I haven’t stopped thinking about it since I stumbled across this a couple of days ago. It reinforces how much I detest the word “talent.” Please allow me to rant a little bit, but it’s something I’ve heard my whole life, and it never got me anywhere. Fortunately, I’ve had a few coaches who instead pounded it into my head that if you try really hard, it feels good. If I didn’t have swimming in my life, specifically with my coach Steve Morsilli at the Pleasanton Seahawks, I never would have figured this out.

But then you have to read the second part of Sarah’s blog, which is about the latest research that indicates that long bouts of anaroebic excercise can have adverse affects on one’s long term health, and can even shorten your life span.

So I have no idea if this was Sarah’s intent, but the last time I climbed White’s Hill with the group, I struggled between trying as hard as I could and feeling good about the effort and fearing that I might not live to see 92.

Posted by: katiekelly | April 5, 2008

I Dreamt that Bo Derek was my Career Counselor

My dad’s standing outside my bedroom, but it’s in somebody else’s house, a farm house, really, and the sun’s shining bright through the window, and I have no desire to wake up, and he’s saying, “You’ve missed your appointment with your career counselor.
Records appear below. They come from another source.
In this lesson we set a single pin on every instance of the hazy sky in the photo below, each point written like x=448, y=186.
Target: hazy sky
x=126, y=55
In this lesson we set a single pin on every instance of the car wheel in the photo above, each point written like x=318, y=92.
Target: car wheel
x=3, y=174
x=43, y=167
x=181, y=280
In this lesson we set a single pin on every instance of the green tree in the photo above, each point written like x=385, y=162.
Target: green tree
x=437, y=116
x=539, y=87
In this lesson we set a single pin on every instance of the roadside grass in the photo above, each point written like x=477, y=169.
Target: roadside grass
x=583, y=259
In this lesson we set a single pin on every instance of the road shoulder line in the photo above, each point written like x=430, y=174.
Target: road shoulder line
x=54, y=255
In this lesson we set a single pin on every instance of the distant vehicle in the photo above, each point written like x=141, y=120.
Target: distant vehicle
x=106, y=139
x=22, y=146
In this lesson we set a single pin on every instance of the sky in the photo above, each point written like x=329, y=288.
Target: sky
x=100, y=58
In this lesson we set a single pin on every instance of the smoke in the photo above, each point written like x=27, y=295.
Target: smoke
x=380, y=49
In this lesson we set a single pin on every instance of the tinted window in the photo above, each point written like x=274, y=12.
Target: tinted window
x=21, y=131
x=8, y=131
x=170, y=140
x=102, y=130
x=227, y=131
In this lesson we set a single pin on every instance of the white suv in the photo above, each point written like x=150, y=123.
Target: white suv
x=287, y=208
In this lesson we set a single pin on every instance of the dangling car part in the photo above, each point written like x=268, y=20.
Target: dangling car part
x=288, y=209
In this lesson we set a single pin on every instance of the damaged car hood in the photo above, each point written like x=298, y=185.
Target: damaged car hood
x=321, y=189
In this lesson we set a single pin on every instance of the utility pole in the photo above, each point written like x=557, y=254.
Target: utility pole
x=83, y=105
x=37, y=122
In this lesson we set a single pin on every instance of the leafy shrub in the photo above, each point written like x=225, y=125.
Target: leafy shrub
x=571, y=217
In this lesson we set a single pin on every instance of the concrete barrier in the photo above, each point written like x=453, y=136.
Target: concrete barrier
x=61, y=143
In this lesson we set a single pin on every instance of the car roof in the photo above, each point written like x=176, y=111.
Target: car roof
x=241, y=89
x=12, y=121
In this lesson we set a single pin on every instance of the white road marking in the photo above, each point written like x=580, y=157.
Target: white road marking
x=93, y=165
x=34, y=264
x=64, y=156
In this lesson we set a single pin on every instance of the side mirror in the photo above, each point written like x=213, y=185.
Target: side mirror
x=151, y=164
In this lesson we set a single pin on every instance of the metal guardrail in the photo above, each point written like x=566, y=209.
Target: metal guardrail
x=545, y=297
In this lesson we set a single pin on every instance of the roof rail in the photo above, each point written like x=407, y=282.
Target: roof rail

But it’s okay, she’s here, now.”

But he is otherwise very disappointed in me.

And it’s Bo Derek, but without the corn rows. And now we’re in a barn, and there’s hay, and sheep, and she’s disappointed with my career choices, she tells me. Al this exercise is a waste of time, she says, and now we’re in a shower, and it’s a co-ed shower, and all the men can’t take their eyes off of her, and she tells me she’s never worked out a day in her life.  See? It’s a waste of time.

Is it worth trying to understand what it all means?

I’ve raced four times so far this year, including the Menlo Park Gran Prix, the Berkeley Bike Team Time Trial with my friend and teammate Ralf, the Zamora Road Race where I swear I was almost blown off the course, and now the Orosi Road Race, which was last Saturday.

Orosi is my new favorite road race. It’s east of Fresno, in the Sierra foothills in the spring time, on sketchy roads, but the course is surrounded by fields of green grass and dancing cows and wildflowers, and 28 mile laps, and twenty of those miles I’m pretty sure are uphill.

My friend Richard let me borrow his carbon wheels. I think that this might have influenced my bias towards this race. I do not think that carbon wheels are fair, and so as soon as I get my braces off, you might imagine what my next self-improvement investment will be. Who cares if they’re not fair, as long as they’re legal.

I kept up with the climbers. I really can’t believe it. Only one got away, Rebecca Riser, at the beginning of lap two. And I’m laughing to myself, because as she started to ride away from us — and this is after pulling us up the climb on lap one, and down through the flats, and everywhere, basically – I thought, “You are crazy! Don’t you know we are going to eat you alive?!”

Anyway, we never saw her again, and then she won the Hanford Crit the next day.

I can’t believe I told myself that “letting her go” was a conscious choice, and that we’d ever catch her. Oh, the silly things that pop into my head!